To specify column projection properties, double click on the read operation and select the data object. The following table describes the columns projection properties that you configure for Kafka sources:

Property	Description
Column Name	The name field that contains data. This property is read-only.
Type	The native data type of the source. This property is read-only.
Enable Column Projection	Indicates that you use a schema to read the data that the source streams. By default, the data is streamed in binary format. To change the format in which the data is streamed, select this option and specify the schema format.
Schema Format	The format in which the source streams data. Select one of the following formats: - XML - JSON - Flat - Avro
Schema	Specify the XSD schema for the XML format, a sample file for JSON, or .avsc file for Avro format. For the Flat file format, configure the schema to associate a flat file to the Kafka source. When you provide a sample file, the Data Integration Service uses UTF-8 code page when reading the data.
Column Mapping	The mapping of source data to the data object. Click View to see the mapping.
Project Column as Complex Data Type	Project columns as complex data type for hierarchical data. For more information, see the Informatica Big Data Management User Guide.

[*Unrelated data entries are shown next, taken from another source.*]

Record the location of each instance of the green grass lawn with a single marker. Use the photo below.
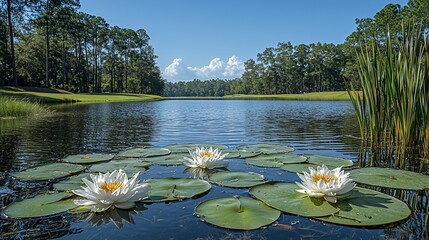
(49, 95)
(338, 95)
(11, 107)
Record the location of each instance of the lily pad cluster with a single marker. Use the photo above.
(362, 207)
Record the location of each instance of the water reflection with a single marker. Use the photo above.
(116, 216)
(326, 128)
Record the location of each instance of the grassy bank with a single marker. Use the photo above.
(331, 96)
(48, 95)
(11, 107)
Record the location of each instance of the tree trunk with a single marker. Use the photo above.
(12, 44)
(47, 53)
(64, 65)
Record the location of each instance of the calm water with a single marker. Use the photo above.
(311, 127)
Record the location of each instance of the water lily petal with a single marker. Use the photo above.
(84, 202)
(332, 199)
(100, 207)
(125, 205)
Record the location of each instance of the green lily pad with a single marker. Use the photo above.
(231, 153)
(248, 154)
(240, 213)
(184, 148)
(367, 207)
(390, 178)
(40, 206)
(284, 197)
(168, 160)
(89, 158)
(72, 183)
(237, 179)
(129, 166)
(328, 161)
(48, 172)
(317, 160)
(144, 152)
(172, 189)
(301, 167)
(275, 160)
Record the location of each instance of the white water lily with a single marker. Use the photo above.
(206, 158)
(329, 184)
(111, 189)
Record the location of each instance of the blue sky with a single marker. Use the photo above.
(211, 39)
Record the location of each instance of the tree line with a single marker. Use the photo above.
(50, 43)
(314, 67)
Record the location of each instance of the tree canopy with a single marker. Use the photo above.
(51, 43)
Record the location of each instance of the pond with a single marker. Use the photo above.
(311, 127)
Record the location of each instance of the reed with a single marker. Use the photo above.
(11, 107)
(392, 110)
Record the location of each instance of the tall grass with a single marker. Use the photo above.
(12, 107)
(392, 110)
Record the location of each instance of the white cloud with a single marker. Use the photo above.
(178, 71)
(234, 67)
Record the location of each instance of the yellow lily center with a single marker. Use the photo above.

Configuring Schema for Flat Files

Configure schema for flat files when you configure column projection properties.

1. On the Column Projection tab, enable column projection and select the flat schema format.

The page displays the column projection properties page.

2. On the column projection properties page, configure the following properties:

- Sample Metadata File. Select a sample file.
- Code page. Select the UTF-8 code page.
- Format. Format in which the source processes data. Default value is Delimited. You cannot change it.

3. Click Next.

4. In the delimited format properties page, configure the following properties:

Property	Description
Delimiters	Specify the character that separates entries in the file. Default is a comma (,). You can only specify one delimiter at a time. If you select Other and specify a custom delimiter, you can only specify a single-character delimiter.
Text Qualifier	Specify the character used to enclose text that should be treated as one entry. Use a text qualifier to disregard the delimiter character within text. Default is No quotes. You can only specify an escape character of one character.
Preview Options	Specify the escape character. The row delimiter is not applicable as only one row is created at a time.
Maximum rows to preview	Specify the rows of data you want to preview.

5. Click Next to preview the flat file data object.

If required, you can change the column attributes. The data type timestampWithTZ format is not supported.

6. Click Finish.

The data object opens in the editor.